Maintenance and surgical considerations

  • Propofol gtt (if TIVA, start at 100-150 mcg/kg/min and consider EEG monitoring/Sedline/BISl; titrate to effect)
  • Remifentanil gtt (start with 0.1mcg/kg/min and titrate normal hemodynamic parameters)
  • ± Volatile (can use 0.5 MAC of Sevoflurane requiring less propofol; useful for longer cases when propofol begins to accumulate)
  • No steroids unless specifically asked; may interfere with AM cortisol measurement the next day
  • Pinning of the head using Mayfield pins by neurosurgery will cause a pain/sympathetic surge. Prepare to bolus 1-2 mcg/kg of remi 2-3 minutes prior to pinning; coordinate with surgeons.
  • ENT will inject lidocaine with epinephrine, watch for inadvertent IV injection or mucosal absorption→ transient tachycardia, hypertension
  • Combined ENT/Neurosurgery case - ENT for exposure, neurosurgery for tumor resection
  • As with many ENT cases in the nasopharynx, can be very stimulating, hence the suggested remifentanil gtt.
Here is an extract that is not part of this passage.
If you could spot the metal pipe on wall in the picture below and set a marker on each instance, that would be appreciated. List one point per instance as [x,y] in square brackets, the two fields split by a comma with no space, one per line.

However, once the stimulation is over, it is typically not very painful so do not overdo it with long-acting opioids.
  • Consider short-to-intermediate acting BB (i.e, esmolol, labetalol) for HTN/stimulation not controlled by remifentanil bolus/gtt. HTN will worsen bleeding during ENT portion.
  • Surgeons will ask for Valsalva during the case.
  • Note down when throat pack is placed in and taken out during case.
  • Foley: yes, for duration of case and to monitor iatrogenic DI caused by the tumor resection

Emergence

  • Pass OGT to ENT at end of case prior to extubation to suction out any blood that may have dripped down the esophagus and into the stomach.
  • Paralytic reversal (if used).
  • Spin back to neutral (particularly, if solo).
  • Smooth awake extubation (i.e., remifentanil wake-up: decrease gtt to 0.03-0.05 mcg/kg/min for extubation). Patients may not spontaneously breath initially even if all volatile/propofol if out of the system, but if gently encouraged, will open their eyes and follow commands.
  • Avoid positive pressure masking after extubation.

Postoperative management

Disposition

  • PACU

Pain management

  • Tylenol IV
  • Fentanyl (be judicious) as surgeons will likely want a good neuro exam post-op.

Potential complications

  • Iatrogenic diabetes insipidus if vasopressin secreting cells are affected.
    • Important to monitor intraop and post-op urinary output.

Procedure variants

Variant 1 Variant 2
Unique considerations
Position
Surgical time
EBL
Postoperative disposition
Pain management
Potential complications

References

  1. "Pituitary Tumors Treatment (PDQ®)–Health Professional Version - NCI". www.cancer.gov. 2022-05-23. Retrieved 2022-09-19.
  2. 2.0 2.1 Reddy, SS; Hamrahian, AH (2009). "Pituitary Disorders and Multiple Endocrine Neoplasia Syndromes". The Cleveland Clinic Foundation intensive review of internal medicine. James K. Stoller, Franklin A. Michota, Brian F. Mandell, Cleveland Clinic Foundation (5 ed.). Philadelphia: Wolters Kluwer Health/Lippincott Williams & Wilkins. ISBN 978-0-7817-9079-6. OCLC 234428919.
  3. Asa, S. L.; Ezzat, S. (1998). "The cytogenesis and pathogenesis of pituitary adenomas". Endocrine Reviews. 19 (6): 798–827. doi:10.1210/edrv.19.6.0350. ISSN 0163-769X. PMID 9861546.